Die Flüssigkeit, die sich am Boden des Behälters 35 als Ergebnis der auswählenden Verdichtung in dem Rohrverdampfer 36 ansammelt, enthält eine Menge Sauerstoff, die soviel wie möglich gleich ist dem Gehalt der Flüssigkeit, die sich im Phasengleichgewicht mit der durch die Leitung 24 eintretenden Luft befindet.
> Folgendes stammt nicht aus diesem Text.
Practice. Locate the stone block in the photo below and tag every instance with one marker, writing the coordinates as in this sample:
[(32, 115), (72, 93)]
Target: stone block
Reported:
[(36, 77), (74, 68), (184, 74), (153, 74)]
Diese angereicherte Flüssigkeit wird durch die Leitung 58 abgezogen und tritt in einen Temperaturaustauscher 59, in welchen sie durch den kalten, von dem Austauscher 29 herkommenden Stickstoff gekühlt wird.
Die angereicherte Flüssigkeit verlässt sodann den Austauscher 59 durch die Leitung 60 und das Druckminderventil 61, um in die Hauptrektifizierkolonne in einer mittleren Höhe einzutreten, die über derjenigen liegt, in welcher die zusätzliche nicht komprimierte Luft ankommt, und unterhalb derjenigen, in welcher die Rüekflussflüssigkeit des Verdichters 39 zugegeben wird. Der Stickstoff wird aus dem oberen Teil der Rektifizierkolonne durch eine Leitung 62 abgezogen und geht zunächst durch den Austauscher 29, wo er die unter schwachem Druck durch die Leitung 28 eintretende Luft abkühlt, und sodann durch die Leitung 63 und den Austauscher 59, wo er den angereicherten Sauerstoff des unteren Teiles der Kolonne abkühlt. Der Stickstoff verlässt den Austauscher 59 durch eine Leitung 64 und wird in zwei Teile geteilt.
Ein Teil geht durch eine Leitung 65 zum Austauscher 31, wo er einen Teil der eintretenden komprimierten Luft abkühlt, und verlässt sodann die Vorrichtung durch eine Leitung 66 und ein Ventil 67. Der andere Teil tritt durch eine Leitung 68 in den Austauscher 27 und kühlt den Teil der nicht komprimierten Luft ab, der durch die Leitung 26 eintritt, und den durch die Leitung 12 eintretenden Teil. Er verlässt sodann die Vorrichtung durch eine Leitung 69 und das Ventil 70.
PATENT-ANSPRÜCHE :
1. Verfahren zur Zerlegung von Luft und ähnlichen Gasgemischen in ihre Bestandteile durch Teilverflüssigung der Luft und Rektifikation mit nachfolgender Verflüssigung des rückständigen gasförmigen Stickstoffs, und sodann durch Rektifizierung der flüssigen Produkte, wobei der endliche flüssige Sauerstoff durch seine Verdampfung dazu dient, den rückständigen Stickstoff von der Teilverflüssigung zu verflüssigen, dadurch gekennzeichnet, dass man diese Verdampfung unter einem Druck vornimmt, der unter dem Druck des zur Rektifikation der flüssigen Produkte dienenden Sauerstoffes liegt.